HA !!!....I bid 20.00 !!!   

Hey wait a minute ???


----------



## Meriwether Mike (Jun 15, 2005)

Do I hear $21????


----------



## sweatequity (Jun 28, 2005)

*madison county tract*

ok I bid 9.00 an acre for the madison tract and even went and vaguley checked it out.  I refuse to pay more than that for pine trees?  

So did anyone here get it?  I got the number off the gate of the people who had it last year.   If you won the lease and would like to contact them before you fork over some cash shoot me a pm and I will give you the number.

Thanks

Jeff


----------



## bubbabuck (Jun 28, 2005)

Still havn't herd anything on my Heard bid !!


----------



## Buzz (Jun 28, 2005)

I also hunted the Heard track the last two years and agree with the previous comments.  Heck, it soured one of my hunting partners so bad - he is not excited in the least to hunt again.  He did not see a deer after opening day but must have seen 15 different dogs in his spot.  Mind you, this guy has killed some good deer and knows how to hunt.  Many of these dogs are the collar wearing type and if you say "so what," legally that makes you worse than a guy that hunts deer at night with a light.  I seem to remember about a guy being convicted of a felony recently for shooting a collared dog now he can no longer vote or own a gun.   

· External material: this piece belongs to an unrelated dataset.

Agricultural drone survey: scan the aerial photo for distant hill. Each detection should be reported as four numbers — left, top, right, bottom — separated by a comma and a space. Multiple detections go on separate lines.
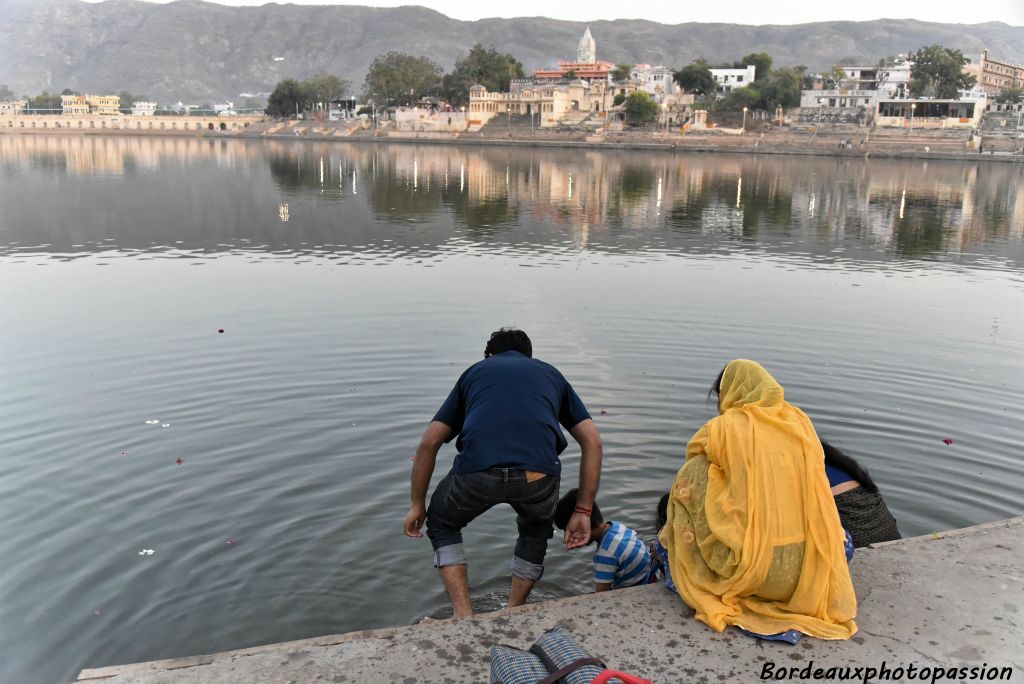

On my side of the lease - I saw considerably more deer, but there was nearly constant sawing, hamming, and a foul mouthed redneck woman that always cussed at her kids at 7:00 am each weekend morning.  I nicknamed her "Mrs. Crabtree" from South Park.  Yeah there are deer there - but it is not my idea of hunting either, it really was awful.


----------



## Shinyhead (Jun 28, 2005)

I hunted the tract in Heard the last two years as well and I am about to the point where I want to give up hunting because of that place. Maybe if it was your second or third club and you only WASTED a couple of mornings there you would be ok.


----------



## quality hunter (Jun 28, 2005)

I also hunted the Heard tract last year or the Dawg pound as we called it.  It was the most miserable hunting  experience yet. I actually thought I was hunting at the animal shelter. The land is beautiful. If you bidded on this tract and you get picked for it, you better get the game warden out there to see what can be done about the dogs, because the the few deer that are there are nocturnal year round. Good luck.


----------